Assam’s Health and Family Welfare Minister Ashok Singhal. File Photo: X/@TheAshokSinghal
A social media post by Assam’s Health and Family Welfare Minister Ashok Singhal about cauliflowers has stirred controversy, with netizens claiming he referred to a gory incident during the 1989 Bhagalpur riots.
Soon after the National Democratic Alliance swept the Bihar Assembly elections by winning 202 out of 243 seats, Mr Singhal posted a photo of a cauliflower field with the caption: “Bihar approves Gobi farming.”
He neither elaborated nor explained the thought behind the post that many said was an allusion to the infamous “cauliflower burial case” or the Logain massacre during the October 1989 Bhagalpur riots amid rising tension linked to the Ram Janmabhoomi campaign.
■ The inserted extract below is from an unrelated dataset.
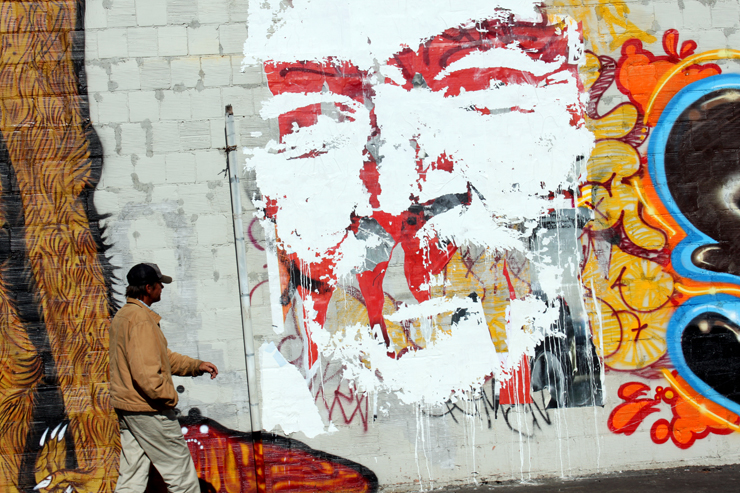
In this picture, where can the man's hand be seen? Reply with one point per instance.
(207, 367)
More than 110 Muslims were reportedly killed in Logain, a village in Bhagalpur district’s Goradih block, and cauliflower saplings were planted over their buried bodies. Images of cauliflowers have since been used as a grim reminder of the massacre.
Earlier this year, such images were used during the Nagpur violence in March. The Karnataka unit of the Bharatiya Janata Party also used cauliflowers as a meme to celebrate the killing of Maoists in Chhattisgarh in May.
“…a cabinet minister in Assam, is openly glorifying and calling for a repeat of the massacres of Muslims in Bhagalpur, Bihar,” an X user reacted to Mr Singhal’s post.
“This is coded hate speech with a horrific history. Gobi [cauliflower] farming invokes the 1989 Bhagalpur massacre, in which more than 1,000 people were killed, with some investigations suggesting the toll may have surpassed 2,000,” another X post by Diaspora in Action for Human Rights and Democracy read.
“…This imagery has since been adopted in contemporary right-wing digital spaces as a form of coded incitement against Muslims,” the post further read.